Handball: Le PSG, la Ligue des champions avant tout
HANDBALL•La dream team du PSG hand, surarmée pour la D1, vise le Final Four...Julien Laloye
Evidemment, il faut leur arracher les mots de la bouche. Et faire semblant de les croire lorsque les Parisiens nous disent qu’il va déjà falloir remporter le championnat de France, «où la concurrence promet d’être très forte», dixit Bruno Martini. Et le directeur sportif du PSG Hand de citer Montpellier, Dunkerque, Chambéry… Bref, les mêmes qui avaient pris dix points dans la vue la saison passée. Quand le PSG n’avait pas encore triplé les postes de sa dream team au budget absolument colossal pour la D1 (12 millions d’euros). Prenez Hansen, Honrubia, Kopljar et Abalo, ajoutez-leur Narcisse, Melic, Csaszar, Gojun et Vori, vous avez une équipe capable de jouer la gagne en Ligue des champions, même si rien que de l’écrire suffit à donner de l’urticaire à Philippe Gardent.
«Je peux vous en citer des équipes qui ont mis dix ans à gagner la coupe d’Europe»

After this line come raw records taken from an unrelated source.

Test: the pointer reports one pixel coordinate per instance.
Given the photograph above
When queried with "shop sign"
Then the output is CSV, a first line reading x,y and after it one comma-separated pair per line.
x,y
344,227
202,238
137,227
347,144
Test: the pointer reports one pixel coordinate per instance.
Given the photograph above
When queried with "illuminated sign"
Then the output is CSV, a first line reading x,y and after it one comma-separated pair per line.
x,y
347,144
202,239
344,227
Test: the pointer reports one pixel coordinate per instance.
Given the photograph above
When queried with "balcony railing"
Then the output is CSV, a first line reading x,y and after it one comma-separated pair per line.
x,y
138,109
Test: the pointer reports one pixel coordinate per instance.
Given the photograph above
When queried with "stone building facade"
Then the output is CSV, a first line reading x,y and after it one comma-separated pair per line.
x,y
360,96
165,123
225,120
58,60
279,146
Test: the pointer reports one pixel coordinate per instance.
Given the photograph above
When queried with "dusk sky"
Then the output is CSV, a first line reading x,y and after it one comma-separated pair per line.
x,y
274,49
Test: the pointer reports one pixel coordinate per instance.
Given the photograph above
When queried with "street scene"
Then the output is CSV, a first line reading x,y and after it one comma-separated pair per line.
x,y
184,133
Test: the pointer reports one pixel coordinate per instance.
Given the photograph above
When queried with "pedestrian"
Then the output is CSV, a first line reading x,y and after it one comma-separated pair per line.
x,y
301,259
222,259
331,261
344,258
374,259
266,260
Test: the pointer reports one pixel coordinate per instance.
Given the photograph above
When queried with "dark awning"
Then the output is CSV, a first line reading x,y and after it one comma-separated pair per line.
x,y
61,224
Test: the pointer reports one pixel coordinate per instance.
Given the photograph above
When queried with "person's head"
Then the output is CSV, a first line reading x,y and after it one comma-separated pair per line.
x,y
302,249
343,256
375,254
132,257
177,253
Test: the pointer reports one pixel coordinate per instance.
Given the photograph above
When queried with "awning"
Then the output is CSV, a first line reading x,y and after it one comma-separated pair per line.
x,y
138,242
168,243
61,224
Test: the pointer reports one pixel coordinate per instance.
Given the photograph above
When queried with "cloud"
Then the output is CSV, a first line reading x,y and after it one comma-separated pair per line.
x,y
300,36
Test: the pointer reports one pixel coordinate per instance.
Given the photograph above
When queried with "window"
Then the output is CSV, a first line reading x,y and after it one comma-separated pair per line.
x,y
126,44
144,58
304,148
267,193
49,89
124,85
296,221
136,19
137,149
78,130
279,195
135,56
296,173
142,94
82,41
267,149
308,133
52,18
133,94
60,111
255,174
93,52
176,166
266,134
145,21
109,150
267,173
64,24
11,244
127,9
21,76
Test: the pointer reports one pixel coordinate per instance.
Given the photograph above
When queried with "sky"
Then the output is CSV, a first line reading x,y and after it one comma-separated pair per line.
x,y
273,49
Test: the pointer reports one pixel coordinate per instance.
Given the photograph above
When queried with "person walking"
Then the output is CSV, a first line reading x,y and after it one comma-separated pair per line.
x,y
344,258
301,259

«On n’a pas de passé européen et je peux vous citer des tas d’équipes qui ont monté des effectifs hors norme et qui ont mis dix ans à gagner la coupe d’Europe, quand elles y sont arrivées: Rhein-Neckar, Hambourg, Veszprem, Ciudad Real…» C’est quand même l’objectif majeur «du projet» parisien cette saison? «Je ne vais pas vous dire le contraire. On veut se faire inviter chez les plus grands. Après, il y a un quart de finale qu’on ne maîtrise pas. On peut très bien tomber contre Barcelone, la meilleure équipe d’Europe aujourd’hui.» Peut-être la seule formation supérieure aux Parisiens sur le papier, en effet, même si la défaite surprise du PSG contre Chambéry le week-end dernier en demi-finales du trophée des champions a rappelé que le temps –celui de créer des automatismes- ne s’achète pas.
«Cela demande une bonne cohésion d’équipe»
Le monstrueux pivot croate Igor Vori en sait quelque chose, lui qui sort d’un Final Four victorieux avec Hambourg, enfin récompensé après des années d’échec. «C’est compliqué de gagner la Ligue des champions. Bien sûr, on a de grands joueurs qui savent ce que c’est que de l’emporter, mais cela demande une bonne cohésion d’équipe.» Daniel Narcisse, rapatrié d’Allemagne, fait partie de ceux-là. Et le demi-centre français ne s’en est pas caché, il n’est rentré en France que pour une raison: «Jouer le Final Four de la Ligue des champions avec un club français». Dix ans après Montpellier, l’occasion n’a jamais semblé aussi belle.